Sources : Allafrica
Directrice des pays francophones de Gender Links, Ialfine PAPISY apporte une analyse de l'environnement du genre à Madagascar et salue la décision du chef de l'État sur le dernier remaniement. Gender Links est une ONG d'Afrique australe basée à Johannesburg (Afrique du Sud) visant à s'assurer que les femmes et les hommes participent de manière équitable à la vie de la région.
On n'entend pas Gender Links ces derniers temps. Que faites-vous actuellement?
Ialfine Papisy : La pandémie de COVID-19 a certes chamboulé beaucoup de choses et les femmes sont les plus vulnérables face aux conséquences sanitaires et socioéconomiques. Mais Gender Links, une ONG internationale engagée dans la promotion des droits des femmes, poursuit toujours ses tâches. Si l'on parle de Madagascar, je tiens à vous informer qu'une étude a été menée sur les Progrès du Genre en Afrique Australe (GPS) entre janvier 2019 et mai 2021. Les principaux résultats des questions soumises auprès de 5.000 femmes et hommes montrent un score moyen de 58 % des attitudes positives du genre à Madagascar. Il y a là une amélioration progressive.
Quels sont les projets concrets en cours?
Actuellement, nous mettons en œuvre des programmes de formation des femmes sur l'entreprenariat qui existent depuis 2018. Cela se déroule en plusieurs étapes de sessions, d'abord la confiance en soi, l'étude du marché, le développement de business plan et la recherche de financement. L'année dernière, malgré le COVID -19, la Représentation de Gender Links Madagascar a accompagné 180 femmes dans différents secteurs et a financé leurs business plans. Le financement a permis aux femmes de créer des activités génératrices de revenus, d'avoir plus de ressources financières pour améliorer la vie de leurs familles.
Parlons de la parité lors du récent remaniement gouvernemental
Je voudrais rendre hommage au président de la République Andry Rajoelina pour ses initiatives en faveur du genre lors du remaniement du 15 août dernier, car il a concrétisé dans la composition du gouvernement sa confiance sur le rôle des femmes dans le développement dans les années à venir. Sur une trentaine de départements, onze ont été confiés à des femmes, c'est un progrès même si ce n'est pas encore 50/50.
Est-ce que le combat est gagné pour vous?
En tout cas, le Président a démontré ses initiatives de faire participer les femmes à travers la nomination de ces onze femmes sur trente-deux portefeuilles ministériels le 15 août dernier, soit 34% de femmes ministres. Ce qui fait qu'à cette échelle, Madagascar a atteint la masse critique de participation des femmes pour apporter des changements, bien que les 50% de la parité ne soient pas encore au rendez-vous. Nous saluons la volonté politique du président de la République et l'encourageons à aller vers la parité car nous sommes convaincus que le développement de Madagascar passe à travers la participation des femmes qui n'est pas simplement une question de chiffre. Une fois que les femmes sont à la table de décisions, elles doivent participer et apporter les problématiques des autres femmes à la table de décisions pour qu'elles puissent se transformer en politique, en stratégies, en projets et en actions pour améliorer la vie des autres femmes et de toute la famille.
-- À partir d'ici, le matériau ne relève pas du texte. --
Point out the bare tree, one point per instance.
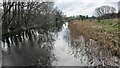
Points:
(103, 10)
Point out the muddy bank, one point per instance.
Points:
(92, 31)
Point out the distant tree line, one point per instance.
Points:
(23, 18)
(106, 12)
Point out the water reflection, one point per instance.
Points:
(58, 49)
(29, 53)
(63, 52)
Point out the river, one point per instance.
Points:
(62, 52)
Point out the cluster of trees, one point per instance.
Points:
(80, 17)
(22, 18)
(106, 12)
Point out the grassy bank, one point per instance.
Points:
(105, 32)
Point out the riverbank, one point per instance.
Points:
(104, 32)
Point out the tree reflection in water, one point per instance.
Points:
(30, 53)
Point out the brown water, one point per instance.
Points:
(63, 51)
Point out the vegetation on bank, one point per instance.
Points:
(103, 32)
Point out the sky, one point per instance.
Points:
(83, 7)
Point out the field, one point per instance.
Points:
(105, 32)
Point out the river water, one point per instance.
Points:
(63, 51)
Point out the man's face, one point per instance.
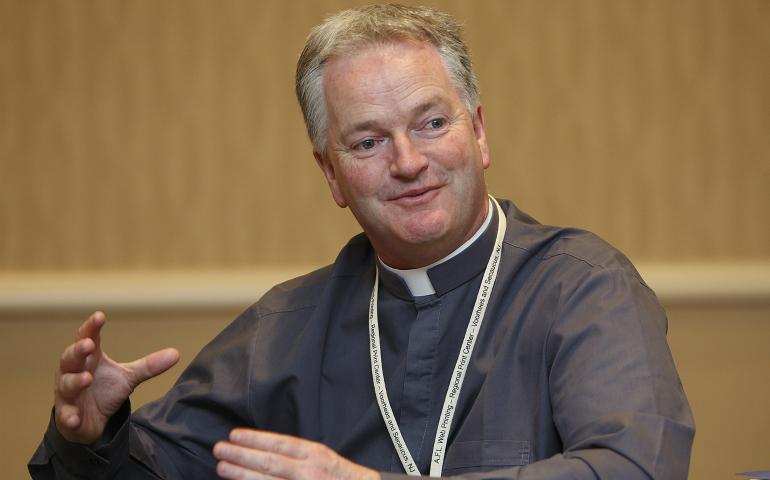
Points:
(403, 152)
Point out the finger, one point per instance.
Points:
(287, 445)
(92, 327)
(74, 357)
(231, 471)
(68, 416)
(267, 463)
(152, 365)
(69, 385)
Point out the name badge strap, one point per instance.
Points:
(379, 385)
(458, 376)
(463, 359)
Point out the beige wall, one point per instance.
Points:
(157, 135)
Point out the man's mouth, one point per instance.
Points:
(417, 194)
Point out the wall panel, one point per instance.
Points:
(166, 134)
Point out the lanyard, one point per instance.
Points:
(458, 376)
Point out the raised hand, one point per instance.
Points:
(256, 454)
(90, 387)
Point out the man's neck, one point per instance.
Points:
(417, 278)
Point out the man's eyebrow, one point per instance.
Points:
(372, 124)
(359, 127)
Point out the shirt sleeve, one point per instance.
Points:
(618, 403)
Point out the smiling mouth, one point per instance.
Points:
(417, 195)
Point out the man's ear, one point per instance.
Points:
(481, 136)
(331, 177)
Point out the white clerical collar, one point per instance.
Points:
(417, 279)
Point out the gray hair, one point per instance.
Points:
(350, 31)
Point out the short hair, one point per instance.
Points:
(350, 31)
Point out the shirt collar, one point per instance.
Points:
(458, 267)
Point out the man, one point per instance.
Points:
(455, 336)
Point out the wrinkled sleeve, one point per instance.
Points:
(173, 437)
(618, 403)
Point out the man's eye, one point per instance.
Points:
(366, 144)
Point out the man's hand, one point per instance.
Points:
(255, 454)
(90, 387)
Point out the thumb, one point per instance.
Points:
(152, 365)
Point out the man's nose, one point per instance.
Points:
(408, 160)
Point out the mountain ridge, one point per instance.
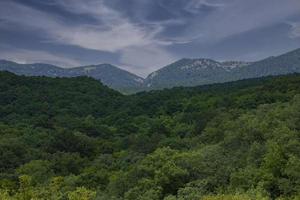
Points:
(183, 72)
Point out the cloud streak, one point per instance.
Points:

Justement, qu'en est-il de la participation des femmes dans les régions?
Pour nous chez Gender Links, les femmes doivent être des actrices du changement à tous les niveaux. Pour apporter ce changement, les femmes doivent s'impliquer dans tous les secteurs, pas seulement les femmes intellectuelles et cultivées mais aussi les femmes de toutes les catégories sociales, chacune à son niveau. Je pense en particulier aux femmes dans les campagnes de Madagascar où vivent 80 % de la population qui n'aspirent qu'au développement et au progrès.
Pourriez-vous donner plus de précision?
Je précise que chaque région a sa spécificité économique à Madagascar. Les actions à entreprendre en faveur de la promotion des femmes dans l'économie doivent tenir compte des secteurs porteurs de chaque région.Par exemple, dans la Région Atsinanana, la multiplication de l'accompagnement et le soutien des femmes dans l'agriculture et le tourisme sont primordiaux, vu l'existence des sites touristiques comme Manambato et Foulpointe. Les femmes doivent être en mesure de créer des activités génératrices de revenus à travers ces secteurs porteurs. Elles doivent être capables de se former pour répondre également aux besoins du marché de leur région. Ce qui fait que les curricula des formations techniques développés par le ministère de l'Enseignement technique doivent répondre exactement aux besoins de chaque territoire, un programme spécifique pour les femmes doit être élaboré. Je persiste qu'il n'y aura pas de développement de Madagascar sans la participation des femmes.